Contracting Over Malpractice Liability

Jennifer Arlen, NYU Law School


Proponents of contractual liability assert that contracting is superior to malpractice because patients will select the rules that maximize their welfare so long as contracting is voluntary and the parties correctly estimate the costs and benefits of imposing liability. This article analyzes the claim that patients have optimal incentives to contract into liability when they are informed about the consequences of liability. It shows that contractual liability is inefficient, even when patients are informed, because contracting itself is not an optimal mechanism for imposing liability because patients derive less benefit from imposing liability by contract than they could obtain from liability imposed by the state by fiat. Specifically, this article examines the two plausibly-efficient forms of contractual liability: individual negotiable contractual liability and MCO contractual liability. It shows that neither provides patients with sufficient benefits to induce optimal contracting over liability.

Patients engaged in individual negotiated contracting with medical providers at the point of service do not have optimal incentives either to adopt malpractice liability reforms or contract around reforms adopted by the state because malpractice liability is designed to confer collective, multi-period, benefits on patients – in the form of investments in safety that benefit many patients collectively both now and in the future. Patients do not derive the full benefit of the collective, multi-period investments produced by malpractice liability when required to impose it through individual contracts.
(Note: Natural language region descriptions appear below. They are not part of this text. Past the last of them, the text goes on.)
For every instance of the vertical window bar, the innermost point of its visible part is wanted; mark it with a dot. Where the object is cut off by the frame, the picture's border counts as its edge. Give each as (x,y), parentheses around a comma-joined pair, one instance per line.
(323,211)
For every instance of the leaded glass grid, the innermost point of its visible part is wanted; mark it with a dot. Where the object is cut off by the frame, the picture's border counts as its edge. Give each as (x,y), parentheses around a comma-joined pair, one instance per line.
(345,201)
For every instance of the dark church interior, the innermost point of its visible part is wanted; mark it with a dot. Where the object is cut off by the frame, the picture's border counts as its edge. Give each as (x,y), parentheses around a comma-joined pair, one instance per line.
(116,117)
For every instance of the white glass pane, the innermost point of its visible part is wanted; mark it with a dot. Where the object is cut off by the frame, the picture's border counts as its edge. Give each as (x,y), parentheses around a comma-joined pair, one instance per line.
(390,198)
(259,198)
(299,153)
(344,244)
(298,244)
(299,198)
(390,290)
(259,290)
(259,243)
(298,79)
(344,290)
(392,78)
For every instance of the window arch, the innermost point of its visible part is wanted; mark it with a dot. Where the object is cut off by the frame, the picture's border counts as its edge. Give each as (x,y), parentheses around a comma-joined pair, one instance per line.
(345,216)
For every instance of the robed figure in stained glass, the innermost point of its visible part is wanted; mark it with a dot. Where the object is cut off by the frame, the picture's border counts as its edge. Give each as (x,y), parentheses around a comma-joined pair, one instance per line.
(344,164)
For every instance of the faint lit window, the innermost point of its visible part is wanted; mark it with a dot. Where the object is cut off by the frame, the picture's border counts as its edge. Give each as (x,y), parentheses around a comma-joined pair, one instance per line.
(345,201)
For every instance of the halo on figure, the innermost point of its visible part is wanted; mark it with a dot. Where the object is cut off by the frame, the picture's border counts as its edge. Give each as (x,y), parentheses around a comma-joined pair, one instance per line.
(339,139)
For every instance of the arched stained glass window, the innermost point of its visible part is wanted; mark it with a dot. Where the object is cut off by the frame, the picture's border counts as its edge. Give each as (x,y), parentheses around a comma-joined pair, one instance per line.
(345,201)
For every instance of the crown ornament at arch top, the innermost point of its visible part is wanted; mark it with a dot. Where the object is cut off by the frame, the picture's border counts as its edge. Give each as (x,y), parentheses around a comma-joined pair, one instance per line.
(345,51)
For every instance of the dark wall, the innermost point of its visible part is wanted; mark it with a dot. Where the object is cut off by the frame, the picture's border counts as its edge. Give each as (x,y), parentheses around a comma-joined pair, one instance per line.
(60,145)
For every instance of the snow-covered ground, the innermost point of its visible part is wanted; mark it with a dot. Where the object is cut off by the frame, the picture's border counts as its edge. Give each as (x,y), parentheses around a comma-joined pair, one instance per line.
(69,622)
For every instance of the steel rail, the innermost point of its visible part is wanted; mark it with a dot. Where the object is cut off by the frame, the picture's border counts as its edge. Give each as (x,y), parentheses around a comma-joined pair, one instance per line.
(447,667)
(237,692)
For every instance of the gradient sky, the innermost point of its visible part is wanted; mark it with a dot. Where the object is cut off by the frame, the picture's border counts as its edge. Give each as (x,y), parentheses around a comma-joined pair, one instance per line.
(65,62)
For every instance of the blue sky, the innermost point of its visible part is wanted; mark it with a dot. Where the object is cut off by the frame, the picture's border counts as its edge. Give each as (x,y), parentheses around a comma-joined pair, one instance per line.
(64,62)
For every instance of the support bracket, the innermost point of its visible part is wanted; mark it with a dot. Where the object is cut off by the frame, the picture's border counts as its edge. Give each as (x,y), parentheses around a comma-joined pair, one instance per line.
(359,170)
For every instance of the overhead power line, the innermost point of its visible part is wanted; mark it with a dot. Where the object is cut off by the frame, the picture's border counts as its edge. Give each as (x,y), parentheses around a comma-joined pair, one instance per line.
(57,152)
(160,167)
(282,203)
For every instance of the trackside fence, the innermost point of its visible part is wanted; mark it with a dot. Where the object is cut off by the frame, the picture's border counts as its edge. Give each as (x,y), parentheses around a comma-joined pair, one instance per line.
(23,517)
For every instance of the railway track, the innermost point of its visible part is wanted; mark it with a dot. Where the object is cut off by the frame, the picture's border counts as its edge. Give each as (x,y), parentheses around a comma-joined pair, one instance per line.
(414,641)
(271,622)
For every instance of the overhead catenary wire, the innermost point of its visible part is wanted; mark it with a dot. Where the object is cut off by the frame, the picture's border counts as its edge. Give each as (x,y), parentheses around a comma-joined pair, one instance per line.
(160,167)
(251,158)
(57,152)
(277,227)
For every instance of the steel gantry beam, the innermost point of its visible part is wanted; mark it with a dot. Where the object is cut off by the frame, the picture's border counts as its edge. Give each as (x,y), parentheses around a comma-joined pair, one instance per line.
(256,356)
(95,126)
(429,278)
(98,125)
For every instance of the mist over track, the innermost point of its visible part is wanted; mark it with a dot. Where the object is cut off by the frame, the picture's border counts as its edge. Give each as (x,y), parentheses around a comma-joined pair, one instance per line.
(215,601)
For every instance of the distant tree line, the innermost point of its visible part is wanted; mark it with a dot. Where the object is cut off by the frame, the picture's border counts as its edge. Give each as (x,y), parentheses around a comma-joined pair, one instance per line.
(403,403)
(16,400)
Accordingly, even when contracting is informed and voluntary, patients can be harmed by the introduction of contractual liability because it provides incentives for them to reject liability even when they would be better off were liability imposed by the state. By contrast, collective non-negotiable contracting between patients and Managed Care Organizations) does not face as serious a collective goods problem. But this form of contracting is inefficient because it is distorted by adverse selection. MCOs will charge patients more for liability than is optimal because patients’ demand for liability provides a signal of their expected demand for expensive medical services since liability confers the greatest expected benefits on patients likely to need hospital care. Accordingly, contractual liability will not induce even informed patients to impose liability whenever they would be better off were it imposed. Thus, we cannot be confident that states could better serve patients by allowing contracting over liability than they could by adopting effective reforms to malpractice liability and leaving it within the control of the tort system.